Tenenbaum's story moves through Nazi-generated "expulsions, humiliations, separations, [and] breakups" into the militant Zionism of post-war European Jews, and finally to a new life in America and Canada. It is the incredible story of a man who, on the rubble of destroyed hopes and dreams, prevailed, building a successful family and life in North America.

Though much of the book covers Tenenbaum's post-war life in the United States and Canada where his entrepreneurial skills coupled with sheer hard work propelled him to amazing prosperity, there is more than enough from the dark years to convince readers of the shocking inhumanity that lurks in the hearts of those driven by irrational hate.

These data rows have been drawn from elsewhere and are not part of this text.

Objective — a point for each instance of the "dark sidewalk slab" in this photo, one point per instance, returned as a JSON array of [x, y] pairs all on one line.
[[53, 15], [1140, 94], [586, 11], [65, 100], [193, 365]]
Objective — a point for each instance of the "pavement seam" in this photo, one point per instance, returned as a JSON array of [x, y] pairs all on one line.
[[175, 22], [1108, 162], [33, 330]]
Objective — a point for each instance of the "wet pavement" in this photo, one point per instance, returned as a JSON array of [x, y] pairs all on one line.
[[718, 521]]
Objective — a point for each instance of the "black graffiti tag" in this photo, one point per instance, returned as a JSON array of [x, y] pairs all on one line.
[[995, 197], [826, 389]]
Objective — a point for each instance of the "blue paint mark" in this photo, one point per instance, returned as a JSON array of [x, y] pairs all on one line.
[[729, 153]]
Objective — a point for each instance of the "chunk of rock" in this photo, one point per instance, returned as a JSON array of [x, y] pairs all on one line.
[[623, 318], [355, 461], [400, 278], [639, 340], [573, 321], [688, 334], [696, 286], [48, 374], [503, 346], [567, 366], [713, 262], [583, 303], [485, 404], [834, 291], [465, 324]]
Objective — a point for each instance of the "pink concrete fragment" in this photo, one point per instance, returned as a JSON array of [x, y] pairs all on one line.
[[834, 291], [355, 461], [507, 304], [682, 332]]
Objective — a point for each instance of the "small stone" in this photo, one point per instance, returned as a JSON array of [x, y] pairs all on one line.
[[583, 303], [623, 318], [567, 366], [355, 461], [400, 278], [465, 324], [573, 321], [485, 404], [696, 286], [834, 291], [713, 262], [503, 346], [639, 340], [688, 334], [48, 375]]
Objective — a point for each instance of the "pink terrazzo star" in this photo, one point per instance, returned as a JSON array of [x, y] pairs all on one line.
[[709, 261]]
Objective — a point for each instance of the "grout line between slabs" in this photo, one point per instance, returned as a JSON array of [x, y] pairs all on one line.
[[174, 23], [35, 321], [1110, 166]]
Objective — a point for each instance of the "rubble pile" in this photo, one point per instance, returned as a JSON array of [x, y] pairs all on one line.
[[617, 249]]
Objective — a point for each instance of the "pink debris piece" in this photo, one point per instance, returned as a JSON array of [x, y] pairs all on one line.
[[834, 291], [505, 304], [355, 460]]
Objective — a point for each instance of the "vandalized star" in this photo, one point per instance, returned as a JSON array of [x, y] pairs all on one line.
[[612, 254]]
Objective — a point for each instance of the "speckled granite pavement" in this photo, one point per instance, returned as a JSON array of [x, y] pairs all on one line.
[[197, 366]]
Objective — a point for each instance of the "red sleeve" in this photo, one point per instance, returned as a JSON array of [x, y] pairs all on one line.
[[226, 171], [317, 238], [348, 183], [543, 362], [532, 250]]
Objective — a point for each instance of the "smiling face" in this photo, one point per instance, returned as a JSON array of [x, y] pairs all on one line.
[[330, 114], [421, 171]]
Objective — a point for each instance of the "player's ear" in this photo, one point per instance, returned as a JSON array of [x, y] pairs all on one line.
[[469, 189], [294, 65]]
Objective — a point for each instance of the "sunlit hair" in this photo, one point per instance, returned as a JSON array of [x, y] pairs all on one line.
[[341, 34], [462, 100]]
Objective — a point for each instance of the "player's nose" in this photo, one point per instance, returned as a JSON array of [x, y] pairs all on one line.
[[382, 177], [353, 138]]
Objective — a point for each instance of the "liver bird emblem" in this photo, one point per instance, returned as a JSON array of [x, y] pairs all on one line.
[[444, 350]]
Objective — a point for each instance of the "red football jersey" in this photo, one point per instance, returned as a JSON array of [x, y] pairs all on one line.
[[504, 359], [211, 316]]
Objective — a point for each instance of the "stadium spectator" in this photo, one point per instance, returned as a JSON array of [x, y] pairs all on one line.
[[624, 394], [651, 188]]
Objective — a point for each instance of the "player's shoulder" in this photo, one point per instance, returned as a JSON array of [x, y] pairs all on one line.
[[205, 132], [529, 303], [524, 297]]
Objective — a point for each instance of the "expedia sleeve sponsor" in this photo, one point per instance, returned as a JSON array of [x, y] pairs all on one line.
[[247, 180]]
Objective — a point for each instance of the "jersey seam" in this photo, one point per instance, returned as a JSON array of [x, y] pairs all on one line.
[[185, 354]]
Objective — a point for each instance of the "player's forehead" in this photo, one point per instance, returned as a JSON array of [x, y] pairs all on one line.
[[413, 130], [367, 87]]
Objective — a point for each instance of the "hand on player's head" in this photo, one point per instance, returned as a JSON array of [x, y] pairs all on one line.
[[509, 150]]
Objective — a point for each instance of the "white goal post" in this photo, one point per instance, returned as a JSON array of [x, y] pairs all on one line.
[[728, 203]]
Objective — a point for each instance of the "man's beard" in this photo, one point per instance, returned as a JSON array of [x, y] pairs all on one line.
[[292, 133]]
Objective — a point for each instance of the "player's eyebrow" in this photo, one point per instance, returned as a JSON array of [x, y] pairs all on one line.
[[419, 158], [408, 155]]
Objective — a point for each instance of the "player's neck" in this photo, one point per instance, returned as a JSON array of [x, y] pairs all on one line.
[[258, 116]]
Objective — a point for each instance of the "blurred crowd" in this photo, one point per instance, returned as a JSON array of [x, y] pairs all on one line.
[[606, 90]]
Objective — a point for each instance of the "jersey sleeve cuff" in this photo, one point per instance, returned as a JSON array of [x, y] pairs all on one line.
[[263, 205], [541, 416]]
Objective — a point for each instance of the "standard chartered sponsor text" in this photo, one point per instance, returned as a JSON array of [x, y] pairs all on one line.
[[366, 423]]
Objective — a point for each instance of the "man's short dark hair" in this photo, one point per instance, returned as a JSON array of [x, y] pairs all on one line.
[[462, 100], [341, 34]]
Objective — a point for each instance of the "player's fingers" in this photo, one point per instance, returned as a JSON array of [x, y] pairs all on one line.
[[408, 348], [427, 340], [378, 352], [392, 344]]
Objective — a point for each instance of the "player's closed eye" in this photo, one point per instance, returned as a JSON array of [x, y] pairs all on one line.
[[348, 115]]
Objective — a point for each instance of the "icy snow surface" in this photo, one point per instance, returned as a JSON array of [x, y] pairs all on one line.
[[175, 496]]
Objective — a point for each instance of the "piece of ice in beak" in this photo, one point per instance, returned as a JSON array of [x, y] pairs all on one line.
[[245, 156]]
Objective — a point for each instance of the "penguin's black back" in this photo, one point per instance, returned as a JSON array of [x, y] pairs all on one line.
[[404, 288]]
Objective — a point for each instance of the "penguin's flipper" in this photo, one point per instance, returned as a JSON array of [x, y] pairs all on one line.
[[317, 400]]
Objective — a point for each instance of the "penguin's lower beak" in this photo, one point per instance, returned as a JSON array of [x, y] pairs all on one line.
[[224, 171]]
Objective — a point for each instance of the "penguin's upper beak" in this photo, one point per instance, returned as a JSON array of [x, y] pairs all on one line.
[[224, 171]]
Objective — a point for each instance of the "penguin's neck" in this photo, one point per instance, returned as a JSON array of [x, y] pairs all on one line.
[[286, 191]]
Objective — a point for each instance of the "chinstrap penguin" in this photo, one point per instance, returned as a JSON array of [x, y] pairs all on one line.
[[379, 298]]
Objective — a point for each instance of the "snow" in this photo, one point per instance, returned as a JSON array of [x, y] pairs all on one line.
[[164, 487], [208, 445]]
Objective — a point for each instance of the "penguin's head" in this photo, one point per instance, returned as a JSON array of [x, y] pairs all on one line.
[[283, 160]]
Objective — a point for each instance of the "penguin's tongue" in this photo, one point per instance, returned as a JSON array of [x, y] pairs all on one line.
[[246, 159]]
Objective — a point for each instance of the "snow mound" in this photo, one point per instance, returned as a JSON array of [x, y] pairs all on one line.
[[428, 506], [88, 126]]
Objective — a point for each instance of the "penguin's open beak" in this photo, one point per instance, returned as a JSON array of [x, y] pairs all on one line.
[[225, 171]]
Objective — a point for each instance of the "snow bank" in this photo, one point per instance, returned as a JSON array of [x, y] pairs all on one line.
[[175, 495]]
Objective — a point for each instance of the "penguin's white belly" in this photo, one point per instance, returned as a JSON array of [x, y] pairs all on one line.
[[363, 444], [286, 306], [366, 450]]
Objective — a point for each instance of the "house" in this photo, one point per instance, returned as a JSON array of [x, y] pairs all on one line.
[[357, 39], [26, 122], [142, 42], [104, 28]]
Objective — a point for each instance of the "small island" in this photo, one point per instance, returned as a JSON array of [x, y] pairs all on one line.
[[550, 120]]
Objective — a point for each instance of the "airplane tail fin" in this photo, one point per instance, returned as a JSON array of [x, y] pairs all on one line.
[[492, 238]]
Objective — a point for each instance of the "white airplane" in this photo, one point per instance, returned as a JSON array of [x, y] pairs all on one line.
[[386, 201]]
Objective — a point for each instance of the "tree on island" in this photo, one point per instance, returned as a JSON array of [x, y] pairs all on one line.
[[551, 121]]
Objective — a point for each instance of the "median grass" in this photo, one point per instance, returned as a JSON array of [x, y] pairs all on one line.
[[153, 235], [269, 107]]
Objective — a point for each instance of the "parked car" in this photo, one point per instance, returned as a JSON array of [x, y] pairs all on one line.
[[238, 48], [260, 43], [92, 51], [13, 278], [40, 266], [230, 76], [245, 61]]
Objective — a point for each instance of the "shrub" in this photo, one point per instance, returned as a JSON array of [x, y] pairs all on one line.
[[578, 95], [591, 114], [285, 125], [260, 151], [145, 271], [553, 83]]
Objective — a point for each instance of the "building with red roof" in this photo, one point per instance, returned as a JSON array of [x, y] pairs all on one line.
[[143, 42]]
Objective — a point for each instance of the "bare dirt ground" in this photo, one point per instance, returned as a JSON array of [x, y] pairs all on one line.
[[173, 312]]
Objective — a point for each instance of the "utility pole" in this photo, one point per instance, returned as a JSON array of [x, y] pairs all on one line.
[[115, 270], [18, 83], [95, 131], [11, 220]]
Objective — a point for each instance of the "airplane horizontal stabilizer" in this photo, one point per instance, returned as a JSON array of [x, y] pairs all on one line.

Legacy and Redemption, published under the auspices of the United States Holocaust Memorial Museum, is part of the Holocaust Survivors' Memoirs Project. This project, writes Elie Wiesel, founding chairman of the U.S. Holocaust Memorial Museum, in his foreword to the book, "is a commitment to survivors to ensure that their experiences and memories are preserved for generations to come. The Holocaust must never be studied exclusively from the perspective of the perpetrators. Survivors' recollections are integral to the historical record. Each story is unique, and crucial to future understanding of the Holocaust."

Joseph Tenenbaum's story is but one person's account of the almost successful extinction of the European Jewish community. Tenenbaum remains a devout, observant Jew. But while many Jewish survivors jettisoned their belief in the God of the Tanach, the growing worldwide Jewish community, together with the 1948 founding of the modern State of Israel, offers convincing proof that God is real and that His word can be relied upon. "Thus says the LORD, 'Who gives the sun for light by day and the fixed order of the moon and the stars for light by night, who stirs up the sea so that its waves roar—the LORD of hosts is his name: 'If this fixed order departs from before me, declares the LORD, then shall the offspring of Israel cease from being a nation before me forever'" (Jeremiah 31:35-36 ESV).

Reflecting upon the challenge in writing his memoir, Tenenbaum says, "The task I have undertaken is a very difficult one for me. Throughout my life, steps appeared before me. Often, I only had to rise one step. Sometimes the steps were difficult or hazardous, but I considered them unavoidable. I refused to back down. The challenge of the steps has become one of the principles in my life. Occasionally the steps stopped, and I could not continue. Then I prayed to the Almighty to take me the rest of the way. I did not want to fall. I pray that He will not let me fall here so that I can tell you my story."

Given Christendom's history of anti-Semitic attitudes, books like Legacy and Redemption should be read by Christians. Information about the growing collection of Holocaust survivor memoirs can be found at www.ushmm.org.